O FOCO AGORA É ENTENDER COMO AUMENTAR O ENGAJAMENTO
Estabelecimentos comerciais não pagam para que a Green Mining recolha seus recicláveis (essa conta vai para as empresas clientes da startup); mesmo assim, alguns resistem.
“Tem gente que diz que é muito ‘trabalhoso’ separar por tipo material… Em outros casos, os próprios funcionários já recolhem latinhas [para ganhar com a reciclagem], e ficam com com receio de nossa empresa coletar o vidro — e amanhã querer pegar as latinhas deles.”
A startup estuda estratégias para engajar todos os stakeholders, incluindo consumidores finais (segundo o Ibope, 75% dos brasileiros não separa o material reciclável).
Um plano já em ação é oferecer pontos de coleta voluntários exclusivos para vidro. A Green Mining tem uma parceria (por meio da Ambev) com 23 unidades do Minuto Pão de Açúcar, em São Paulo.
“Passamos de 12 mil quilos de material coletados com o GPA e batemos, com a ajuda da empresa, mil toneladas coletadas durante a pandemia. Já estamos com planos de expansão para 2021.”

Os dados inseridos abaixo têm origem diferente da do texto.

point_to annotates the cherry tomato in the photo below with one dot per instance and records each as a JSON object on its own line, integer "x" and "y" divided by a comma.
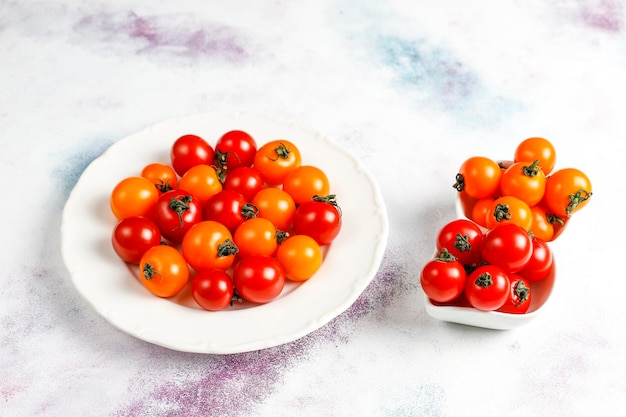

A empresa também tem parcerias com as cervejarias Armazém da Cerveja, Caravan, Vórtex e Avós, em São Paulo, que dão descontos para quem retornar a garrafa.
“Esse movimento é muito legal. A logística reversa e a economia circular têm uma necessidade de cooperação. Pessoas engajadas ajudam a aumentar nosso impacto e a mudar o patamar da reciclagem no Brasil.”